The County Court judge refused the father’s application that the oldest of the 5 children, a 14 year old girl known as “C” should attend the hearing be cross-examined.   C had made detailed allegations of sexual abuse against the father and, as a result, she and the other four children involved were taken into foster care.  C was willing to give oral evidence and it had originally been envisaged that she would. 

The position was, however, reversed on the basis of four authorities to the effect that it was normally undesirable for a child to give evidence in care proceedings (see, in particular LM v Medway Council [2007] EWCA Civ 9; [2007] 1 FLR 1698 and Re W (Care Order: Sexual Abuse) [2009] EWCA Civ 644, [2009] 2 FLR 1106).  Wall and Wilson LJJ reviewed that line of authority and “refined” their thoughts on the current state of the law, noting that there  “no meeting of the minds between the criminal and family lawyers” – with children being cross examined in the criminal justice system and not being cross-examined in family cases.  In their joint judgment they expressed the view that

“the references in the family jurisprudence … that the “starting point’ is that the child’s oral evidence is undesirable and that it is ‘rare’ to order it, do no more than represent this court’s concern to date … about the emotional health of the a childre subjected to cross-examination” [28]

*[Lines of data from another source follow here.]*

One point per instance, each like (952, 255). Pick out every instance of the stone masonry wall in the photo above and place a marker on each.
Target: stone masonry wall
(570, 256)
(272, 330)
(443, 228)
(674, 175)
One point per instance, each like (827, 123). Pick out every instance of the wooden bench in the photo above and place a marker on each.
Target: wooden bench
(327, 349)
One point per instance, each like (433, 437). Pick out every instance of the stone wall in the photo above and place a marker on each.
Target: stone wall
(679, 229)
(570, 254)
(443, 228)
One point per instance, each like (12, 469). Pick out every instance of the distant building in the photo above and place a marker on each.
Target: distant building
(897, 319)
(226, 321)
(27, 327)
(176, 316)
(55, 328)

In short, the existing case law bound the judge and the Court of Appeal.  They held that the judge had properly exercised her discretion and dismissed the appeal [29].

They were, however, concerned about the position and suggested that the time had come for consideration of the possibility of some change in approach.  They proposed to send the judgments to the President of the Family Division to decide whether to take the issue further – with perhaps a multi-disciplinary committee being set up to look into the issue of children’s evidence.  They commented that

“Consideration of any introduction of more widespread oral evidence of children in family proceedings will, no doubt, als include a study of recent legislative provisions for lessening the ordeal for children of giving oral evidence in criminal proceedings” [32]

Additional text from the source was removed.